In December, the SEC adopted a regulation requiring fund providers to develop comprehensive compliance policies. These policies, which must be in place by Oct. 5, would require registered investment advisers to appoint a chief compliance officer, enforce policies and procedures to prevent and detect violations of applicable securities law, and evaluate their investment programs annually.
Mr. Little-Gill of TowerGroup said smaller banks and fund companies may not be driven out by the costs of new regulations but rather by the reputational risk.

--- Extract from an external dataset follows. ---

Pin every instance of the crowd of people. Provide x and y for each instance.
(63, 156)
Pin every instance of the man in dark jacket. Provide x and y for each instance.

"If I am small firm and mutual funds are 10% of my business, you have to look at the reputational risk of selling funds," he said. "Firms have to stop at some point and say, 'This is just too scary. If this 10% goes down the tube I run the risk of losing the other 90% of my business.' That could drive people out of the business."
Mr. McPherson of Financial Research Corp. said cost has been an issue for small and midsize fund managers for a long time. The regulations may level the playing field, though, he said.
"In an environment like what we had three years ago, some smaller companies couldn't compete on price, but they can always compete on performance," he said. "As firms can no longer create breaks with brokerage companies and can't reduce fees based on volume, the emphasis is on performance, and that is beneficial for smaller companies."
The reforms may not lead to a complete upheaval in the mutual fund industry, Mr. McPherson said, but executives should be prepared for "semi-major" changes in the next three years. "There is going to be a financial impact that will impact fund companies' profit margins," he said, "and that is going to affect who will stay in this business and to what extent."
Companies will merge some funds, liquidate others, and look to subadvisers to manage portions of their business, Mr. McPherson said.
"It will be hard for every fund company to have the fund for every person," he said. "The money just isn't pouring in anymore. We have managed accounts, exchange-traded funds, and multiproduct platforms. Everyone is aiming for the same customer, and running mutual funds is becoming more costly. Everyone needs to change their approach."
Large companies like Bank of New York Co. have improved the transparency of their fund operations in response to regulatory pressures. On Wednesday, Bank of New York enhanced its commission management portal to improve reporting transparency.